Termcap can also be used to retrieve the sequences sent by non-ASCII keys, like the arrow or functions keys. Although the termcap curses library does not use the arrow or functions keys, the keys can be added to programs which use curses for screen control by making a second set of termcap calls (curses makes it own calls to termcap), and then reading for the arrow or function key sequences in a getkey() routine (see Listing 3, keys.c).

Reading arrow keys for terminals which use a single character code for each arrow (such as ^H, ^J, ^K, ^L) is simple, but many terminals, such as the PC console, send escape-prefaced strings (ESC[A, ESC[B, etc.) when the arrow keys or other non-ASCII keys are pressed. Some systems may balk at reading strings with a simple read() system call. It is worth fiddling with the VMIN and VTIME values in structure termio if you cannot read key sequences with the code in getkey(). The values in function fixquit() in Listing 3 are a good start.

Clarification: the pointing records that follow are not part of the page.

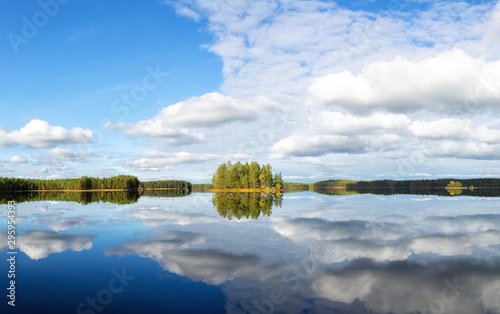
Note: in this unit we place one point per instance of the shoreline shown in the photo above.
(259, 190)
(95, 190)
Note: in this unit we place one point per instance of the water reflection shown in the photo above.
(40, 244)
(246, 205)
(314, 254)
(115, 197)
(479, 192)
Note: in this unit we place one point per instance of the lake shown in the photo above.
(297, 253)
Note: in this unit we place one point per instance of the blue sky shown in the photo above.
(319, 89)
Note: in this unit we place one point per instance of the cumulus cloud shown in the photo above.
(58, 155)
(469, 150)
(154, 161)
(18, 160)
(40, 244)
(173, 122)
(346, 124)
(42, 170)
(40, 134)
(317, 145)
(434, 83)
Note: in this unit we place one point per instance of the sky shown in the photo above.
(321, 90)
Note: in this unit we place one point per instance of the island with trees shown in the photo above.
(246, 177)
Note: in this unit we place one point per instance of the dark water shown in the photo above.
(298, 253)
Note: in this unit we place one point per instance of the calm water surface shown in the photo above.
(314, 254)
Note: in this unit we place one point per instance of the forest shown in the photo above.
(166, 184)
(122, 182)
(246, 176)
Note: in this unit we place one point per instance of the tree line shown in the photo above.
(166, 184)
(246, 176)
(121, 182)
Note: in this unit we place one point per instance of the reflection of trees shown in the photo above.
(165, 193)
(116, 197)
(247, 205)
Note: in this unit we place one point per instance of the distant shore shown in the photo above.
(259, 190)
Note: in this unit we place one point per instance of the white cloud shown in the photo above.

The alternative is to put the strings together out of characters read one at a time. This may be the most reliable technique for an editor or other program that reads repeated sequences of fast input characters that might be misinterpreted, such as an ESC followed by a [ and an alphabetic character, which an ANSI terminal might interpret as a screen control sequence. The trick if you are reading a character at a time is to distinguish between a lone ESC (0x1b) and an ESC sent as the first character of an escape sequence. One technique is to set a timeout alarm. If you get the characters that would constitute a key string before the timeout, return the key string, otherwise return an ESC followed by individual characters. The whole procedure takes tinkering, and fast typists can foul it up. Hence, using a read() call is simpler.

One problem that can arise with the arrow key is that ^\, the UNIX "quit" character, is used as an arrow key on some terminals. Even if the "quit" signal is disabled, the keys will still be intercepted. The easiest fix to the problem is to change the "quit" key to an impossible value. The function fixquit() does this.

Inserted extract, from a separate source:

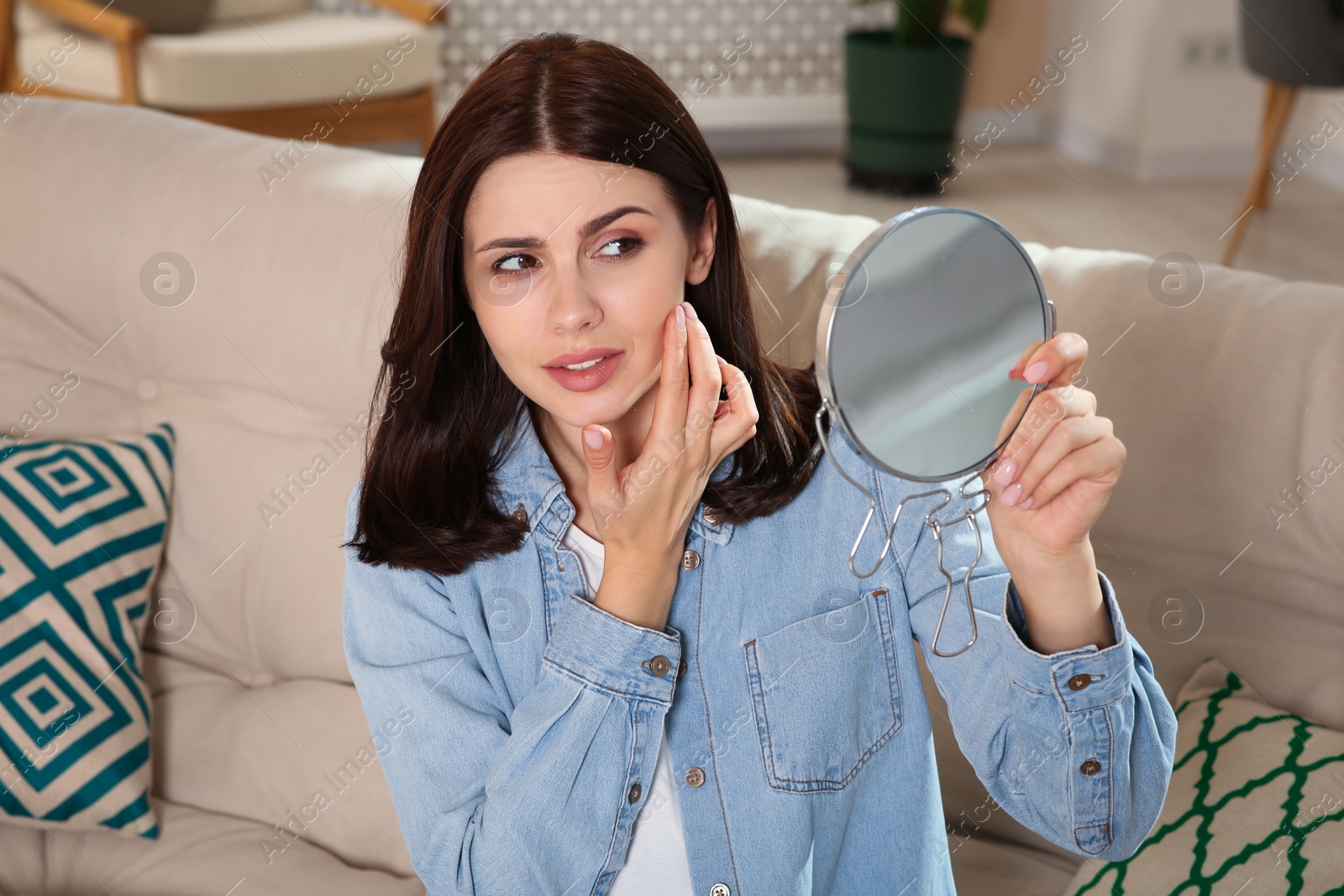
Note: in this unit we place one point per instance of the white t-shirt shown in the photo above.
(656, 864)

The global variable ttytype is set by the curses termcap routines, which in this program are called before lookupkeys(). The ttytype could be set by a call to getenv(), as in the code for Listing 1. The header file in Listing 4 (keys.h) defines integer equivalents for the arrow and function keys; these defines can be used in switch statements. (The values given are those used in the terminfo header files.)

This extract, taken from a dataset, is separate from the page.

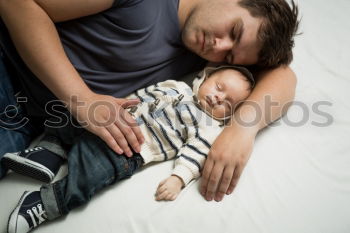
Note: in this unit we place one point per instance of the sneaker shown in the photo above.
(38, 163)
(28, 214)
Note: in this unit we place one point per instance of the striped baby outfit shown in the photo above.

What termcap cannot do is to optimize screen output by cutting down the overhead of repeated cursor movement sequences. The output routines in the curses library do a fair job and are simple to use. The code for life.c in Listing 5 uses these routines along with the arrow key routines from key. c, and while the speed of output cannot compare with an optimized routine writing directly to screen memory, it is quick enough on a console or a terminal running at 19,200 baud.

Highly optimized screen output which requires even more efficiency could mean a journey into the treacherous code of screen display routines which calculate the cost of each move. One such package is the display routines in the Gosling Emacs code, which quite properly carries a dire warning to those who would venture into the tangles of the code.